Wagner: Wir haben es hier mit vielen Ursachen zu tun, die sich nicht abschließend bestimmen lassen. So wollen Investmentfonds zum Jahresende eine gute Jahresperformance ausweisen und treiben die Kurse gut gelaufener Aktien hoch. Zinserträge aus Anleihen werden zum Jahreswechsel frei und dann teils am Aktienmarkt investiert, ebenso das Weihnachtsgeld. In den Herbstmonaten können die Hoffnungen auf ein gutes Weihnachtsgeschäft die Kurse nach oben treiben.
Aus welchen Gründen ist denn der Sommer traditionell schwach?
Wagner: Die Realität sieht anders aus als dieses Klischee, denn im Juni und Juli steigen des Öfteren die Kurse. Der August und insbesondere der September neigen zur Schwäche. Rückgänge können am Sommerurlaub der großen Akteure und dem dadurch bedingten dünnen Handel liegen, sodass sich die Kurse dann leichter beeinflussen lassen. Kommt es zu einem solchen Rückgang, endet dieser oft im Oktober oder November – so war es etwa 2022 und 2023.
Wäre es dann sinnvoll, vor allem während der Wintermonate investiert zu sein?
Wagner: Das glaube ich nicht. Zum einen weisen die Aktienmärkte auf längere Sicht einen konstanten Aufwärtstrend auf. Wer fünf Monate von Juni bis Oktober nicht am Markt ist, riskiert daher, einen Gutteil dieses Aufschwungs zu verpassen, wenn auch diese Monate gut laufen.
Und zum anderen?
Wagner: Zum anderen müssen Anleger diese Strategie ohne Wenn und Aber umsetzen. Das heißt, sie müssen Ende Mai verkaufen und auch stillhalten, wenn die Kurse munter weiter steigen. Und sie müssen im November erneut kaufen, selbst wenn die Kurse 10 Prozent höher stehen als im Mai oder 20 Prozent darunter liegen. Diese Disziplin haben nur wenige Anleger.

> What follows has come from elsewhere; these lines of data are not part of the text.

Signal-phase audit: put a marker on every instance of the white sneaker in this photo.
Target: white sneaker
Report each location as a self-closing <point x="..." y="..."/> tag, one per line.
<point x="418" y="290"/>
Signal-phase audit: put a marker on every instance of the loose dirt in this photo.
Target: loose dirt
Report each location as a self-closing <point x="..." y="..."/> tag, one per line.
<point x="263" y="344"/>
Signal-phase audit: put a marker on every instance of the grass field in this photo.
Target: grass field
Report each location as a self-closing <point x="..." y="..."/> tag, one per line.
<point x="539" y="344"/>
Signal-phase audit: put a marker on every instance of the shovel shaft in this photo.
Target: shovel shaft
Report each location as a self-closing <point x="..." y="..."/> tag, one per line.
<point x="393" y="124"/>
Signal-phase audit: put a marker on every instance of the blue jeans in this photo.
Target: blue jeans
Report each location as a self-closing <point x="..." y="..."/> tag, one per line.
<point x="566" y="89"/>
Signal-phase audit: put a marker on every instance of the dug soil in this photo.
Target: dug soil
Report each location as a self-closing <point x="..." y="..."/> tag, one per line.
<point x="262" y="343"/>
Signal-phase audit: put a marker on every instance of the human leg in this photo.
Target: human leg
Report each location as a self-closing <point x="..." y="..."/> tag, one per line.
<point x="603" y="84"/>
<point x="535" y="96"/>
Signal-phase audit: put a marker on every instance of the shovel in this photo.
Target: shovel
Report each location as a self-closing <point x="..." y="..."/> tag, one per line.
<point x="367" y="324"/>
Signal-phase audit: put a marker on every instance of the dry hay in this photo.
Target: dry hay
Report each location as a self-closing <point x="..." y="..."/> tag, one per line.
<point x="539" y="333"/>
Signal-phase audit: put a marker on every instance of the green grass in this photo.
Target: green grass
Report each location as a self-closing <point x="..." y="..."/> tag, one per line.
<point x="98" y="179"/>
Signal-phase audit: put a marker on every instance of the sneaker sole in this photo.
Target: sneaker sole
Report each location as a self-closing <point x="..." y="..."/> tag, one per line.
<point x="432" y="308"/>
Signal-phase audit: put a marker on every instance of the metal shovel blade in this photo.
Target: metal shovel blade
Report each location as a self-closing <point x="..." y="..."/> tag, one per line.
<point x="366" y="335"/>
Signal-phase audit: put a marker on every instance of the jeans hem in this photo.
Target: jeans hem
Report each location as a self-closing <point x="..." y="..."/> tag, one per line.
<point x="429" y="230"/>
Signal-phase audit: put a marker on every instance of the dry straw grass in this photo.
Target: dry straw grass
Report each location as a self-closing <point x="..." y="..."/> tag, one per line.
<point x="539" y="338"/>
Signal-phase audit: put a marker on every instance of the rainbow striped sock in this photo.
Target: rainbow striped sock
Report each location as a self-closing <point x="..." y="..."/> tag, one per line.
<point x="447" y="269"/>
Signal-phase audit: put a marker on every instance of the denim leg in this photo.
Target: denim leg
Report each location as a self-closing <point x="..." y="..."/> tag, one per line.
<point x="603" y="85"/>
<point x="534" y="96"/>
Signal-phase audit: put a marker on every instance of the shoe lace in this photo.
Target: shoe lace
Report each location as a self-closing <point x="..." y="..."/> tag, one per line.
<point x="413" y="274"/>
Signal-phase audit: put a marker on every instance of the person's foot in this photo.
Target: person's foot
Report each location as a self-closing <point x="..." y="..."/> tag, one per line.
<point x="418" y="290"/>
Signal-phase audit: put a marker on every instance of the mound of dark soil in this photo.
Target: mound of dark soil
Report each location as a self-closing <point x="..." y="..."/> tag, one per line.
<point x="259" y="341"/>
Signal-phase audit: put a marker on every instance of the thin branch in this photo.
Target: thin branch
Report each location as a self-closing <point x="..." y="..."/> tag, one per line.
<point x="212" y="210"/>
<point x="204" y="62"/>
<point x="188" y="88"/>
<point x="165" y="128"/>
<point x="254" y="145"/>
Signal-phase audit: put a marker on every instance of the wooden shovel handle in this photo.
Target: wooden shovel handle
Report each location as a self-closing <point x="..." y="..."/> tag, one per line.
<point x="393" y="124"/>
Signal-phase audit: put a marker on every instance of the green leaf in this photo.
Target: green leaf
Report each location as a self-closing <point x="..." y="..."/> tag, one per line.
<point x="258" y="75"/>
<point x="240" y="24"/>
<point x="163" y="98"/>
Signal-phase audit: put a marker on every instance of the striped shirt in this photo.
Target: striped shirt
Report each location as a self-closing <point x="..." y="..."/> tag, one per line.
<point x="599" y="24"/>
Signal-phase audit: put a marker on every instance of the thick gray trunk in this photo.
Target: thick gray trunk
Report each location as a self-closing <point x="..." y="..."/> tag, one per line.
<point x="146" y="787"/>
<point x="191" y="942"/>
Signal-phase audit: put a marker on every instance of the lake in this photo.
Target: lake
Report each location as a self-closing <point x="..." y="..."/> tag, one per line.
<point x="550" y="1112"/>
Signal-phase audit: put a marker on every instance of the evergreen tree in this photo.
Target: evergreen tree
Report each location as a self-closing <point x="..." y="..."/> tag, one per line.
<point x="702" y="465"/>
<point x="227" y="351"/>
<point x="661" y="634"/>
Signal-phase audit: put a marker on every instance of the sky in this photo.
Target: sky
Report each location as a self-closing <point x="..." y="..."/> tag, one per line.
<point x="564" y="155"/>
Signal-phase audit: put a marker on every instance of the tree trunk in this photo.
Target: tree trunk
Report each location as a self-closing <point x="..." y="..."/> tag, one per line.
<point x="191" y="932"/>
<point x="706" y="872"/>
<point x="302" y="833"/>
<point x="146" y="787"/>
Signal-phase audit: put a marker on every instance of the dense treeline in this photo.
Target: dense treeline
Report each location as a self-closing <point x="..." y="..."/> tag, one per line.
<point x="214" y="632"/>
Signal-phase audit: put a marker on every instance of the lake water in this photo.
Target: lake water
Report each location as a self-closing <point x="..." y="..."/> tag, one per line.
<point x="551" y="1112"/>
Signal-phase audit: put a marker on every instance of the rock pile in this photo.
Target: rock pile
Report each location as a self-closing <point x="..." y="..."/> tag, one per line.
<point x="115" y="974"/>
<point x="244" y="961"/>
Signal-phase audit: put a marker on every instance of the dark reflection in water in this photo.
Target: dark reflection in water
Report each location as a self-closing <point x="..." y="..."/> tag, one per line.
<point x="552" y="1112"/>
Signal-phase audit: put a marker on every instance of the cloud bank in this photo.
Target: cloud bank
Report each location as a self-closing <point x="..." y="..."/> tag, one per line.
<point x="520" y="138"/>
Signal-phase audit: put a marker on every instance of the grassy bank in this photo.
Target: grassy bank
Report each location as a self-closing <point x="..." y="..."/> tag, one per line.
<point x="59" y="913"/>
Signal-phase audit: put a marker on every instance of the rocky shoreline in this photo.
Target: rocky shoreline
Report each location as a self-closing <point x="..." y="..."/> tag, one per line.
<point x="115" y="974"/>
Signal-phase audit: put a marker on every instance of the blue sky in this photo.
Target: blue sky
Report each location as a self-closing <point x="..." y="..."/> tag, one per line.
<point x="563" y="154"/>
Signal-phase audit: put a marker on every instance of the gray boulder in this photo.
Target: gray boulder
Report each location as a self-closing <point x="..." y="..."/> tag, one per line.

Wichtige Fakten für und gegen „Sell in May“
Pro „Sell in May“:
- Laut Statistik ist die Wahrscheinlichkeit höher, in guten Monaten investiert zu sein und schlechte Phasen zu meiden
- Vermeidet die tatsächlich kritische Börsenphase über die Monate August und September
Contra „Sell in May“:
- Strategie unterscheidet nicht, ob sich die Börse in einem längerfristigen Aufwärts- oder Abwärtstrend befindet. Der Faktor „Trend“ ist aber wichtiger als „Saisonalität“.
- In den letzten 21 Jahren hätten Anleger mit „Sell in May“ spürbar schlechter abgeschnitten als mit einem Dauer-Investment.
- Saisonale Phasen sind nicht mehr so ausgeprägt wie früher. Im Juni und Juli legen die Kurse oft noch zu.